La poesia appartiene al genere, molto frequente, della visione notturna lunare, sul tipo degli Idilli leopardiani. Certo però la visione dannunziana risulta ben diversa da quelle liriche e insieme riflessive di Leopardi. Manca infatti, in questa lirica, un vero sviluppo di idee; tutto sembra risolto in una sensazione istantanea. Il giovane poeta coglie dell'incanto lunare solo le sue componenti sensuali:
-Le foglie sembrano emanare un'ansia di desiderio;
-Il profumo dei fiori suggerisce sospiri voluttuosi;
-La notte è piena solo di piacere.

Già i poeti classici (da Omero a Virgilio) avevano cantato il comune riposo di animali e uomini dopo le fatiche del giorno; ma in questo canto la stanchezza non giunge a sera, cioè alla fine del giorno, bensì dopo una notte densa di piaceri. L'aggettivo oppresso aggiunge a questa immagine una nota negativa, e tipicamente decadente: esso infatti indica che anche il piacere può dare stanchezza.

Suoni e colori smorzati percorrono l'intero testo; alla fine grazie alla parziale ripetizione della mossa iniziale (O falce calante), il poeta si abbandona al sonno e alla velata minaccia di quella falce che tutto taglia.
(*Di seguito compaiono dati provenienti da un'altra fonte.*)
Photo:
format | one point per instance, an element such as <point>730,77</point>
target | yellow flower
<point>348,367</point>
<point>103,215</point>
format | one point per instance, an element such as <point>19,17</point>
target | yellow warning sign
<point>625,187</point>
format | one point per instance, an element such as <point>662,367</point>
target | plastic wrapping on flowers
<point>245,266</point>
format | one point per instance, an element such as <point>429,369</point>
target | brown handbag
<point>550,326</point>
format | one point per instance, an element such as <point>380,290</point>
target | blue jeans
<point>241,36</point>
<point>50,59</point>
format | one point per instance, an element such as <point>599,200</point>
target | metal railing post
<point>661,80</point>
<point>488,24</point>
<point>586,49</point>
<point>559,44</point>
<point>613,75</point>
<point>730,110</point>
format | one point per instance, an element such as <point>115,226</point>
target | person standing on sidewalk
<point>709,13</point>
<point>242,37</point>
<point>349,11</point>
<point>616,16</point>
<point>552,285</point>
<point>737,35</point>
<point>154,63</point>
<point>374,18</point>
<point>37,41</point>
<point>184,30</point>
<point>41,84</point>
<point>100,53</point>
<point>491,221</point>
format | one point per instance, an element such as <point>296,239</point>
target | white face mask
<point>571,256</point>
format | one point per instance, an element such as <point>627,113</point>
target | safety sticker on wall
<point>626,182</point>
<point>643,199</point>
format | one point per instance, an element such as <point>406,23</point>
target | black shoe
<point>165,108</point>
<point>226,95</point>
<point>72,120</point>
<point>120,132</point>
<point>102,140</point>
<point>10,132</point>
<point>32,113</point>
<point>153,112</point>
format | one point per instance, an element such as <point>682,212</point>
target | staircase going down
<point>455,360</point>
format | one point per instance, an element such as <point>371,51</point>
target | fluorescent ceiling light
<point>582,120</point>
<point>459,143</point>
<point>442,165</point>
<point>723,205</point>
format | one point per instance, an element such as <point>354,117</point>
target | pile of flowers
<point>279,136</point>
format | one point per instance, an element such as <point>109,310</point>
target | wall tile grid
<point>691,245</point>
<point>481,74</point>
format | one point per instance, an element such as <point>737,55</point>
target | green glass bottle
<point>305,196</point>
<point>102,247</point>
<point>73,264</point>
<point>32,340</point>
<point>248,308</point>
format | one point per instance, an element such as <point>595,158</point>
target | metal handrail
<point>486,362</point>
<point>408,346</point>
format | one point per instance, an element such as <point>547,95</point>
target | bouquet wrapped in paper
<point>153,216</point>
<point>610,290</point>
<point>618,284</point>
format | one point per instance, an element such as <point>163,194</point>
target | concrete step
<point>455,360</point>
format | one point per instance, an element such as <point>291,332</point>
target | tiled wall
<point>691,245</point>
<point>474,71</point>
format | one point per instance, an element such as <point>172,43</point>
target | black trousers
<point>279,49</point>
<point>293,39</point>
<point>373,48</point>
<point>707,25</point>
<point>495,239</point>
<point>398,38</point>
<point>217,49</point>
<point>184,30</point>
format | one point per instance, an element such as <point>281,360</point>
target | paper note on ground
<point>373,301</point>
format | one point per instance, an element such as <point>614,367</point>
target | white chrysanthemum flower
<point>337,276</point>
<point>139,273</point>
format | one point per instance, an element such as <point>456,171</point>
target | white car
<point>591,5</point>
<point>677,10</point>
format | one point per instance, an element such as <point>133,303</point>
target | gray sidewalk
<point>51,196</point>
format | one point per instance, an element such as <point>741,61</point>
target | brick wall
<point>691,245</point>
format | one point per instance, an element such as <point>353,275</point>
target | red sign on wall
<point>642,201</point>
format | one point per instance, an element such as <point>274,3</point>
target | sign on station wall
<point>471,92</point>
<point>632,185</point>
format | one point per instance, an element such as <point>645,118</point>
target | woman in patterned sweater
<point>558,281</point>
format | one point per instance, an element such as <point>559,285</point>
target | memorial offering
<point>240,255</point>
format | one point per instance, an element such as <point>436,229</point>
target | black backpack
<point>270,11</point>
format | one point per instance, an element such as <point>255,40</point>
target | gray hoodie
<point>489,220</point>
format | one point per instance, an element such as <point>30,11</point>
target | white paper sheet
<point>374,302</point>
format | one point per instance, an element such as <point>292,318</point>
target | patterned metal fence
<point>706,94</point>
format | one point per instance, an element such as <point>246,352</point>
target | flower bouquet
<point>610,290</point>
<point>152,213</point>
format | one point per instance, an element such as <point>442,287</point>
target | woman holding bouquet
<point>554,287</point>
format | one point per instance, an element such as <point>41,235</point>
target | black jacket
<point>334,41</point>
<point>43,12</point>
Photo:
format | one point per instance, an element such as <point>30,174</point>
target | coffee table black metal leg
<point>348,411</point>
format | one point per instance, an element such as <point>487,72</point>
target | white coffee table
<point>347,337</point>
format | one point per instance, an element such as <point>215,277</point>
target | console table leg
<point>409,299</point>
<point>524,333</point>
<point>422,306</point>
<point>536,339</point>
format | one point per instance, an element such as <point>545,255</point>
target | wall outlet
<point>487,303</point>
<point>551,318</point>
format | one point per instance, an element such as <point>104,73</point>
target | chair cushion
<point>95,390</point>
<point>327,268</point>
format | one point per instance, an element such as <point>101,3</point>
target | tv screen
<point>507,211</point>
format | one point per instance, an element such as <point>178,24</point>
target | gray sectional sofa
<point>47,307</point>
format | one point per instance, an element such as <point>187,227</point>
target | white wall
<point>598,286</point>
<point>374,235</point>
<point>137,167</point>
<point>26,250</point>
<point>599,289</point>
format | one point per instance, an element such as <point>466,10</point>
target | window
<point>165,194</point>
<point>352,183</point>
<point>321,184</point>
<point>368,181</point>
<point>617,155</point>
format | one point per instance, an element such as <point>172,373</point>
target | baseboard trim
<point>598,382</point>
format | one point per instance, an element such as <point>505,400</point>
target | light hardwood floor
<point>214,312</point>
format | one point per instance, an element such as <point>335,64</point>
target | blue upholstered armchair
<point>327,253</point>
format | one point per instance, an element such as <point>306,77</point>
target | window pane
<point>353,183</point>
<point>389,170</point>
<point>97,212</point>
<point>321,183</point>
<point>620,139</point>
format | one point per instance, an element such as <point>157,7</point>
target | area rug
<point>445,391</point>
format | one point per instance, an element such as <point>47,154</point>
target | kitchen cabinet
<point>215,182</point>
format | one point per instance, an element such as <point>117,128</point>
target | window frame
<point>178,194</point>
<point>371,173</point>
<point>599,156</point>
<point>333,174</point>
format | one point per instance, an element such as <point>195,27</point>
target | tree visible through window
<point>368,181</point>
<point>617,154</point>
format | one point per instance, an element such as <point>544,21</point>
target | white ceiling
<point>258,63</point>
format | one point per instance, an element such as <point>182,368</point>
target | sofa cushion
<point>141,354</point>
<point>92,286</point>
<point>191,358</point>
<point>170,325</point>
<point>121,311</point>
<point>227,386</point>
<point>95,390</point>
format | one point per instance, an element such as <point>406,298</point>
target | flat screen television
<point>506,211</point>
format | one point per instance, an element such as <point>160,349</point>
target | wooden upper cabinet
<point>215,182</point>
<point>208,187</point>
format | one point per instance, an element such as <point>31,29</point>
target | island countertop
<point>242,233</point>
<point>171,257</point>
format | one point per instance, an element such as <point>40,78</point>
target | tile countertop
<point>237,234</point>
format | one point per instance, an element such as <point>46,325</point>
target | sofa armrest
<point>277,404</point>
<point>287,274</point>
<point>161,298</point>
Che cosa ci riserverà il domani? Ma l'interrogativo non viene neppure esplicitato; tutto si risolve in pura musica, senza più pensieri. La musicalità e il ritmo smorzano con leggerezza le immagini.

Schema Metrico: 3 strofe di 4 versi ciascuna (2 novenari e 2 dodecasillabi o senari doppi, l'ultimo dei quali tronco).